Thank you for the code. I was busy to understand learning coding other stuff. But now when I try to run your code in R, even just at the beginning I got the error below. And if I remove the quote when specifying the directory, the rest of the code becomes comment.

``````plot.admixture<-function("~/Documents/admixture_macosx-1.23")
``````

Do you have an idea why this happen?

Dear Zev, Thank you. I managed to get the admixture plot using your script. However, the x-axis has the individual samples names. Could it be possible to show the population group as well? the fam file looks the below way where the las column says the group.

```````AC065 AC065 0 0 0 -9 G1
AM236B1 AM236B1 0 0 0 -9 G1
BB011 BB011 0 0 0 -9 G2
BC1021 BC1021 0 0 0 -9 G3
BC1026 BC1026 0 0 0 -9 G3`
``````

The current script has the sample names from the second column on X-axis.
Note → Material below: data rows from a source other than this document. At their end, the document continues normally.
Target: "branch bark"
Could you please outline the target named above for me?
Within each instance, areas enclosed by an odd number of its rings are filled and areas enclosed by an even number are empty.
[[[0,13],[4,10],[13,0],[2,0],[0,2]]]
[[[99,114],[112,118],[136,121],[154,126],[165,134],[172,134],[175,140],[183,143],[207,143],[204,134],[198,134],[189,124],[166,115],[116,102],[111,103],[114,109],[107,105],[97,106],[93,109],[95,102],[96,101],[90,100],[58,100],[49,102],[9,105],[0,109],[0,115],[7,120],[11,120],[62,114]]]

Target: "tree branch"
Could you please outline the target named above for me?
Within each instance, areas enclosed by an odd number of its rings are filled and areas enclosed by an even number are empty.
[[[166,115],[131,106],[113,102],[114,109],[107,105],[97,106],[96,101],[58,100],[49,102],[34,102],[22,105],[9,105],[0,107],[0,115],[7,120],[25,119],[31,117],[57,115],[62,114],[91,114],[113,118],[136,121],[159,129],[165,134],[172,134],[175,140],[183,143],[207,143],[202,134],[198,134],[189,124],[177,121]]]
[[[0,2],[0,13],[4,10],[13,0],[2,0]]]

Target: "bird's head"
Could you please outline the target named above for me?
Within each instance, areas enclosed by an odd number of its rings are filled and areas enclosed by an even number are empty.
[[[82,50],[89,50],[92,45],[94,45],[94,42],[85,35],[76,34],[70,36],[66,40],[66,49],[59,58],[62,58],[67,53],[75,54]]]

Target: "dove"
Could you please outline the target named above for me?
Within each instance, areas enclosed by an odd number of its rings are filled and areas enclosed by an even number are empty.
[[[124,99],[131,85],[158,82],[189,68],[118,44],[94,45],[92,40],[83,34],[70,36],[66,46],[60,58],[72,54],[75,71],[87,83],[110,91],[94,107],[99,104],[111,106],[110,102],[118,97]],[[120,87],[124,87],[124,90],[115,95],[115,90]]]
Could it also include the group names to visualize both the sample names and the group to which it belongs to?

Hi Zev,

Thank you for your code. The function plot.admixture is unable to save as a function in the R environment after running the loop.
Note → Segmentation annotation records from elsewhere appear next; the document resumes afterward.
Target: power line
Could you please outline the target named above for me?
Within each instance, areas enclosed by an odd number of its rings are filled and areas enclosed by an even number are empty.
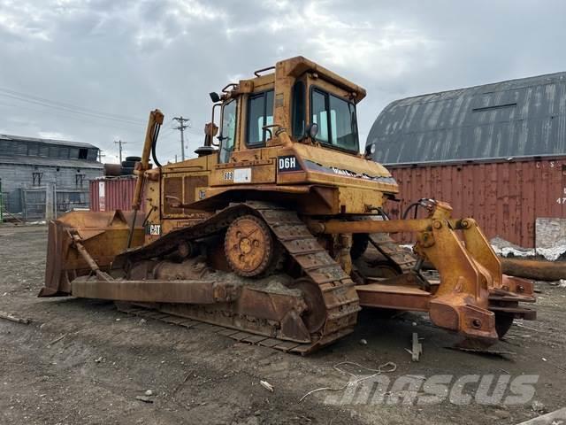
[[[45,97],[40,97],[39,96],[29,95],[27,93],[22,93],[19,91],[11,90],[10,89],[5,89],[2,87],[0,87],[0,92],[4,93],[2,96],[7,96],[7,97],[11,97],[15,98],[23,97],[23,98],[33,100],[35,102],[42,103],[42,104],[50,104],[57,107],[65,108],[66,110],[71,110],[73,112],[81,111],[85,113],[90,113],[90,114],[94,114],[101,117],[103,116],[105,118],[110,118],[112,120],[121,120],[125,121],[130,121],[135,124],[144,124],[144,121],[142,120],[140,120],[137,118],[132,118],[132,117],[128,117],[128,116],[121,115],[118,113],[110,113],[110,112],[104,112],[102,111],[96,111],[95,109],[85,108],[84,106],[78,106],[76,104],[69,104],[66,102],[50,100]],[[21,100],[21,99],[19,99],[19,100]]]
[[[118,146],[119,146],[118,151],[120,158],[120,164],[122,164],[122,145],[126,144],[127,142],[122,142],[121,140],[115,140],[114,143],[118,143]]]
[[[67,115],[65,113],[63,113],[61,112],[58,111],[53,111],[53,110],[39,110],[39,109],[35,109],[35,108],[30,108],[28,106],[21,106],[21,105],[16,105],[16,104],[4,104],[2,102],[0,102],[0,106],[4,106],[6,108],[10,108],[10,109],[13,109],[13,108],[19,108],[25,111],[33,111],[34,112],[38,112],[41,114],[44,114],[44,113],[48,113],[50,115],[54,115],[57,117],[64,117],[64,118],[68,118],[68,119],[72,119],[72,120],[75,120],[77,121],[80,122],[85,122],[88,124],[95,124],[96,126],[100,126],[100,121],[96,122],[96,121],[93,121],[92,119],[94,117],[79,117],[79,116],[74,116],[74,115]],[[90,120],[89,120],[90,118]],[[132,131],[132,128],[126,128],[126,127],[120,127],[119,125],[117,125],[117,123],[109,123],[109,122],[105,122],[104,123],[105,127],[111,127],[112,128],[117,128],[117,129],[121,129],[121,130],[127,130],[127,131]]]
[[[180,130],[180,158],[181,161],[185,160],[185,135],[186,128],[190,128],[191,120],[188,118],[183,118],[183,116],[173,117],[173,120],[179,122],[179,126],[175,128],[176,130]],[[188,125],[185,125],[185,122],[188,122]]]
[[[94,112],[83,112],[80,110],[75,110],[73,108],[71,107],[67,107],[67,106],[61,106],[57,104],[57,103],[51,103],[51,102],[44,102],[44,101],[41,101],[41,100],[36,100],[30,97],[21,97],[21,96],[17,96],[17,95],[12,95],[12,94],[9,94],[9,93],[3,93],[2,91],[0,91],[0,96],[4,97],[8,97],[8,98],[11,98],[19,102],[27,102],[29,104],[38,104],[40,106],[43,106],[43,107],[47,107],[47,108],[50,108],[50,109],[57,109],[59,111],[63,111],[65,112],[71,112],[71,113],[74,113],[77,115],[83,115],[83,116],[87,116],[87,117],[92,117],[92,118],[96,118],[99,120],[111,120],[111,121],[116,121],[116,122],[120,122],[120,123],[124,123],[124,124],[129,124],[132,126],[143,126],[143,123],[142,121],[134,121],[132,120],[124,120],[121,118],[117,118],[117,117],[112,117],[110,114],[104,115],[103,112],[101,113],[94,113]]]

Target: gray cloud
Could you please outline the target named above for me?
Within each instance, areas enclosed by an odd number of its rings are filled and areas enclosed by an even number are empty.
[[[390,101],[563,71],[561,1],[0,0],[0,88],[143,122],[159,107],[162,155],[179,153],[172,116],[203,139],[208,93],[303,55],[368,89],[362,136]],[[143,124],[0,96],[0,133],[139,151]]]

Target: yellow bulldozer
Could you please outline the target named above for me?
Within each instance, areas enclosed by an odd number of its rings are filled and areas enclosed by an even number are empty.
[[[396,182],[360,153],[364,97],[302,57],[279,61],[210,93],[198,157],[164,166],[153,111],[132,211],[51,221],[40,297],[114,300],[302,354],[351,333],[361,308],[427,312],[481,346],[534,319],[520,304],[534,301],[532,282],[501,274],[473,219],[422,199],[425,218],[390,220]],[[415,235],[413,252],[397,232]]]

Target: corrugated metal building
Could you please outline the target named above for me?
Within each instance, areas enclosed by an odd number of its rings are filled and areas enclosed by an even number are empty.
[[[103,175],[97,157],[98,148],[88,143],[0,135],[5,210],[43,217],[46,190],[53,185],[57,212],[88,206],[88,182]]]
[[[443,199],[526,247],[539,246],[537,219],[566,219],[566,73],[394,101],[366,144],[400,183],[396,214]]]

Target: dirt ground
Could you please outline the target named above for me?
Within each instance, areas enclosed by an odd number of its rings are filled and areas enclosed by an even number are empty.
[[[0,227],[0,311],[32,320],[28,325],[0,320],[0,423],[511,424],[566,405],[565,288],[537,283],[539,320],[512,327],[496,346],[514,352],[504,357],[447,349],[460,338],[424,317],[384,319],[372,312],[363,312],[353,335],[300,357],[141,320],[111,303],[37,298],[46,240],[45,227]],[[406,351],[415,331],[424,338],[417,363]],[[448,399],[336,405],[326,403],[329,391],[299,402],[311,390],[348,382],[333,368],[342,361],[371,368],[393,361],[392,381],[470,374],[539,378],[532,399],[510,406]],[[152,403],[136,398],[148,390]]]

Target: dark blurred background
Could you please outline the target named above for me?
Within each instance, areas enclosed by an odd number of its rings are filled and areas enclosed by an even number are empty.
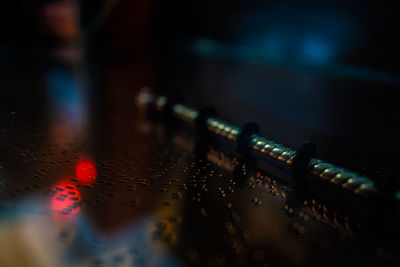
[[[143,86],[379,179],[397,168],[398,9],[382,1],[3,1],[0,111],[133,116]]]

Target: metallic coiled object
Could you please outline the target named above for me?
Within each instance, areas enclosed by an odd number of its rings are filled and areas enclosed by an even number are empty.
[[[156,108],[160,111],[166,106],[167,98],[156,97]],[[171,112],[182,121],[194,124],[199,117],[199,112],[182,104],[172,103]],[[217,117],[206,118],[207,130],[217,136],[236,141],[241,128],[223,121]],[[296,150],[276,143],[261,135],[253,134],[249,140],[249,149],[259,157],[275,160],[284,167],[291,167],[296,156]],[[361,176],[355,172],[335,166],[320,159],[312,158],[307,168],[308,175],[317,177],[334,185],[341,186],[360,196],[371,196],[377,193],[377,188],[372,179]],[[396,200],[400,202],[400,191],[396,193]]]

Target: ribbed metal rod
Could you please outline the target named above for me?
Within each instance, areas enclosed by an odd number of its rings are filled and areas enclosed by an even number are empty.
[[[167,99],[165,97],[155,97],[155,103],[157,109],[162,111],[166,107]],[[176,118],[191,124],[194,124],[200,115],[200,112],[182,104],[172,104],[170,109]],[[232,141],[236,141],[240,133],[240,127],[217,117],[208,117],[206,125],[211,133]],[[285,167],[292,166],[296,155],[296,150],[258,134],[251,136],[249,146],[250,150],[256,155],[276,160]],[[310,160],[308,174],[332,184],[340,185],[358,195],[369,196],[377,193],[372,179],[320,159],[313,158]],[[400,201],[400,191],[397,192],[396,198]]]

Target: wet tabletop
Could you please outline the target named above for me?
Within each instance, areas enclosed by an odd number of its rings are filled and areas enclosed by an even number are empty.
[[[132,104],[134,102],[132,101]],[[76,114],[75,114],[76,115]],[[394,241],[146,117],[2,118],[1,266],[375,266]]]

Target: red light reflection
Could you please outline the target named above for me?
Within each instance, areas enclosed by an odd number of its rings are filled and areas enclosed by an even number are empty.
[[[97,177],[97,170],[94,163],[91,160],[85,159],[81,160],[76,165],[76,177],[81,184],[90,185]]]
[[[74,184],[59,183],[54,190],[56,194],[51,199],[51,211],[62,218],[70,218],[79,211],[81,196]]]

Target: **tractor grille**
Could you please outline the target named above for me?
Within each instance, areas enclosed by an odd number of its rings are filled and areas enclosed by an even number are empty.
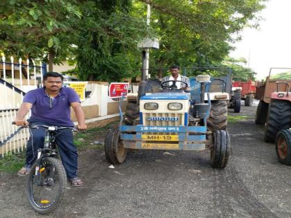
[[[184,125],[184,116],[182,113],[143,113],[145,126],[180,126]],[[148,120],[149,117],[156,118],[178,118],[177,121]]]

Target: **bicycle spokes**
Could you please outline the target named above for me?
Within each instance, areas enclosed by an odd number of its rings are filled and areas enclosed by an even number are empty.
[[[39,207],[48,208],[58,198],[60,192],[60,177],[55,173],[58,170],[53,163],[47,161],[42,161],[37,171],[37,167],[35,168],[35,174],[30,181],[32,197]]]

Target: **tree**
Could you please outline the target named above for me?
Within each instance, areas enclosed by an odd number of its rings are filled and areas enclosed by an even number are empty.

``````plot.admixture<-function("/Users/grubent/Documents/Admixture/"){
``````

Therefore when I attempt to plot the results or save the results as you describe here:

``````results <- plot.admixture("directory/")
``````

the function plot.admixture is not saved in my environment. This partly may be to the fact I modified the code here:

``````factor(datframe\$Name, levels = datframe\$Name, ordered = TRUE) --> factor(datframe\$Name, levels = unique(datframe\$Name), ordered = TRUE)
``````

Because I was getting this error in the loop

``````Error in `levels<-`(`*tmp*`, value = as.character(levels)) : factor level  is duplicated | Called from: factor(datframe\$Name, levels = datframe\$Name, ordered = TRUE)
``````

Would you be able to help or provide guidance as to what the issue is?